Advanced Technical Editing (Eng 6400/7400)

This online course is a requirement in the online masters program in technical communication at Utah State University. It focuses on teaching students how to edit documents with consideration to audience and context, including readability and accessibility issues. I taught two sections of this course, with two different preps: Spring 2006 and Summer 2007.

SPRING 2006 summary
This was the first time I taught Editing, and also the first time I taught in our online-only, practitioners-based MA program. (There were no doctoral students enrolled this term.)

  • sections taught in department this term: 1
  • number of students enrolled: 13
  • numeric evaluations (none available)

teaching innovations
I introduced students to the procedures of editing scholarly, digital texts, and we used webtexts from the journal I edit, Kairos, as the major project. In groups of four, students collaboratively edited one webtext (including written content and website design) from developmental stages to the text’s final copy-editing and proofreading. In addition, they wrote introductions for their webtext, the themes of which were focused on the history and future of the journal. None of these students lived in the same area and so all group work had to be completed using online communication.

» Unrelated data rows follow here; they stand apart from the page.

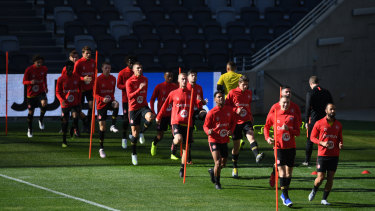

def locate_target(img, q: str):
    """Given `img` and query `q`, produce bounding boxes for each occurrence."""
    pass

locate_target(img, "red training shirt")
[203,105,237,144]
[56,74,82,108]
[126,75,148,111]
[95,74,116,110]
[264,108,300,149]
[150,81,178,116]
[117,67,134,103]
[310,117,343,157]
[225,87,253,124]
[156,88,198,126]
[23,64,48,98]
[73,57,95,91]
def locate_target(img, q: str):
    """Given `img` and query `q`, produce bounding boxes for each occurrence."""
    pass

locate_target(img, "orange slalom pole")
[184,88,194,184]
[5,51,9,136]
[89,51,98,159]
[273,109,279,211]
[178,67,182,157]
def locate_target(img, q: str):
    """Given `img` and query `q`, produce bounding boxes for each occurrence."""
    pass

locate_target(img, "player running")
[23,55,48,138]
[225,75,264,178]
[117,56,137,149]
[150,71,178,156]
[309,103,343,205]
[56,60,82,148]
[95,62,119,158]
[203,91,236,189]
[126,62,155,165]
[156,73,198,177]
[264,96,300,207]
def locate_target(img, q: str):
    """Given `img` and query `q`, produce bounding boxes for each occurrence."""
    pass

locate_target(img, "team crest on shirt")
[66,95,74,103]
[283,133,290,141]
[167,104,172,111]
[32,85,39,92]
[137,96,143,104]
[327,140,335,149]
[180,109,188,118]
[220,129,228,138]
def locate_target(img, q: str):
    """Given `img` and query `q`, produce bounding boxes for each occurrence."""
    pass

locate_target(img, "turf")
[0,117,375,210]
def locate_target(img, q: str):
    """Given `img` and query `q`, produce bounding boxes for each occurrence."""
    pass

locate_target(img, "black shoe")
[215,183,221,190]
[180,168,184,178]
[69,127,74,138]
[208,169,216,183]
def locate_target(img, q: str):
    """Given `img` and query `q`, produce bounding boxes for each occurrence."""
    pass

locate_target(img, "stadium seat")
[179,21,199,37]
[216,7,236,27]
[96,35,117,56]
[121,7,144,25]
[185,34,206,52]
[232,0,251,14]
[98,7,120,22]
[226,21,249,38]
[203,21,222,38]
[168,7,189,25]
[208,34,228,50]
[140,34,160,53]
[241,7,259,26]
[76,7,97,25]
[0,35,20,52]
[118,35,139,52]
[54,7,75,33]
[110,21,131,41]
[145,7,165,25]
[162,34,183,53]
[74,35,96,52]
[207,0,228,13]
[192,7,213,25]
[64,21,85,47]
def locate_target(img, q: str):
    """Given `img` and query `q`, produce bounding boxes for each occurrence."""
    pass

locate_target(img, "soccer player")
[126,62,155,165]
[150,71,178,156]
[23,55,48,138]
[186,70,208,164]
[268,86,302,187]
[73,46,95,132]
[225,75,264,178]
[264,96,300,207]
[217,61,242,96]
[156,73,198,177]
[95,62,119,158]
[56,60,81,148]
[117,56,137,149]
[302,76,333,166]
[309,103,343,205]
[203,91,236,189]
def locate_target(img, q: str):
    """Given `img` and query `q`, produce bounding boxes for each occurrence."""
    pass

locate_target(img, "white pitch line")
[0,174,120,211]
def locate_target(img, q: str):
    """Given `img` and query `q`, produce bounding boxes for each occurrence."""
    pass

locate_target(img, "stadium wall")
[246,0,375,113]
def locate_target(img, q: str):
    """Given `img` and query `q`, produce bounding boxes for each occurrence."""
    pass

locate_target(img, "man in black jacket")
[302,76,333,166]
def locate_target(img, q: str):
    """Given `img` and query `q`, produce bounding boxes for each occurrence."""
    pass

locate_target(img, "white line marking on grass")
[0,174,119,211]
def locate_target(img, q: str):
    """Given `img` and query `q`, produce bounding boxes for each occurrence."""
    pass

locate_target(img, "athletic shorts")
[156,116,171,131]
[316,156,339,172]
[129,106,152,126]
[27,92,47,109]
[277,148,296,167]
[81,90,94,105]
[172,125,194,146]
[208,142,228,158]
[232,121,254,140]
[61,105,81,119]
[122,102,129,119]
[98,101,114,121]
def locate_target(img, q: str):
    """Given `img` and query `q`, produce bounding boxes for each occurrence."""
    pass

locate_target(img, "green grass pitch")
[0,116,375,210]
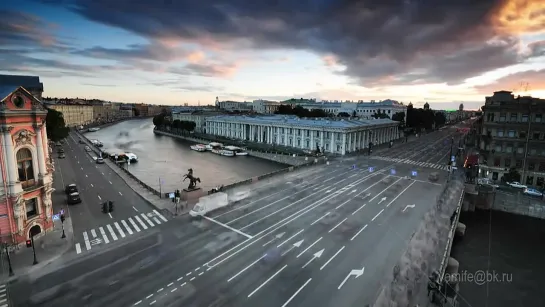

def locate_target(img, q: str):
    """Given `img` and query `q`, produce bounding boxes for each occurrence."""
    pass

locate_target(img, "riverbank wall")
[153,129,316,166]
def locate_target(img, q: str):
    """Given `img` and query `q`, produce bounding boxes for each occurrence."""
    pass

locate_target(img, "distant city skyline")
[0,0,545,110]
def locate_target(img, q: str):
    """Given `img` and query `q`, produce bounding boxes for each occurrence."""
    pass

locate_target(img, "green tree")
[45,109,70,142]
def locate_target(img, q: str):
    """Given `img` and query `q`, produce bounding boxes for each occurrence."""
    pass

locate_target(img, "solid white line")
[152,208,168,222]
[106,224,117,241]
[295,237,322,258]
[320,246,344,271]
[129,217,140,232]
[350,224,367,241]
[282,278,312,307]
[140,213,155,227]
[371,209,384,222]
[248,264,288,297]
[121,220,133,235]
[328,218,348,233]
[310,212,329,226]
[83,231,91,250]
[98,227,110,244]
[276,229,304,247]
[203,215,253,239]
[227,255,265,282]
[114,222,125,238]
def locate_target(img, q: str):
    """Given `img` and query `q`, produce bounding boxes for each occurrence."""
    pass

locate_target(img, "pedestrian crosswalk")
[74,210,168,255]
[371,156,448,171]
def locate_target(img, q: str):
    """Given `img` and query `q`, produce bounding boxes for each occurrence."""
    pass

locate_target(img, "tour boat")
[225,146,248,156]
[190,144,206,152]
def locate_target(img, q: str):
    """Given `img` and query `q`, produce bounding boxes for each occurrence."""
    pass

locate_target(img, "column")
[34,125,47,177]
[2,126,19,185]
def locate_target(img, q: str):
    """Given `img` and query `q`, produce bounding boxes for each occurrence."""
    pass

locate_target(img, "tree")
[45,109,70,142]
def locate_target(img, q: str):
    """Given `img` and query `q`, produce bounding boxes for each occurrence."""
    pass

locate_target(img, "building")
[479,91,545,187]
[0,85,54,244]
[47,103,95,127]
[0,75,44,100]
[206,115,400,155]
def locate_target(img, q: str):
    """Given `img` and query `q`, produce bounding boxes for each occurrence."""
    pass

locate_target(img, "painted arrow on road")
[263,232,286,246]
[282,239,305,256]
[301,248,324,269]
[403,204,416,212]
[337,267,365,290]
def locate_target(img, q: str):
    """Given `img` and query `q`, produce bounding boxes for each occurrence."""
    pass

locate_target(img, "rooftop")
[206,115,399,129]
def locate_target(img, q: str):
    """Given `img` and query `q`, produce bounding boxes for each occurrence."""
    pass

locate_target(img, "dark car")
[64,183,78,194]
[66,192,81,205]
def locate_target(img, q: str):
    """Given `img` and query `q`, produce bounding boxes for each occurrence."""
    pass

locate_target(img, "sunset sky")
[0,0,545,109]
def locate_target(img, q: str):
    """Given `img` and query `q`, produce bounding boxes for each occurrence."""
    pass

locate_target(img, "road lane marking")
[327,218,348,233]
[83,231,91,250]
[114,222,125,238]
[227,255,265,282]
[320,246,344,271]
[106,224,117,241]
[140,213,155,227]
[371,208,384,222]
[121,220,133,235]
[276,229,304,247]
[98,227,110,244]
[129,216,141,232]
[282,278,312,307]
[350,224,367,241]
[202,215,253,239]
[295,237,322,258]
[310,212,330,226]
[248,264,288,297]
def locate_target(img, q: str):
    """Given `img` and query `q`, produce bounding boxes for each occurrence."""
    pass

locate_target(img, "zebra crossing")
[371,156,448,171]
[76,210,168,254]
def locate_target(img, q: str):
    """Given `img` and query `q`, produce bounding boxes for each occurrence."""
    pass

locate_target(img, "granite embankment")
[153,129,315,165]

Another innovation was my use of an offsite FTP location where students could upload and view their in-progress websites. (USU doesn’t offer this ability to students, and so I used other resources at my disposal to accommodate learning.) Because of the theoretical and technical expertise students had to learn to complete the major assignment, I learned how to write more detailed assignment sequences. I also learned to organize my online teaching better using a content management system so that students can more easily find the information they need.

teaching challenge
The class progressed fairly well, with the exception of one problematic student group who had difficulty communicating and collaborating in the online environment. I ended up moderating their discussions, and group work progressed smoothly after that. From this experience, I learned how to react in appropriate ways to inappropriate online communication from adult learners.

narrative evaluations

  • not available

accompanying materials

SUMMER 2007 summary
This was the second time I taught this online-only class to graduate students at Utah State University. I changed the syllabus, since the summer course was only six weeks long (as opposed to the 15-week semesters), and we focused on the rhetorical and aesthetic situations of editing different media. We “progressed” through levels of editing (developmental, copy-editing, proofreading, etc.) on written texts whose layouts had yet to be completed (i.e., an unformatted article), to visual texts such as poems, to audio-only texts such as radio commercials, to multimodal texts such as websites with graphics and videos. This course proceeded much more smoothly than the previous iteration did, in part because I was more comfortable teaching online and in part because I had earned the trust of many onsite graduate students in the Literature & Writing program who enrolled in this online course because it was my last class at Utah State.

evaluations

  • These were lost in a database crash. (I can provide an email from the college systems administrator attesting to this.)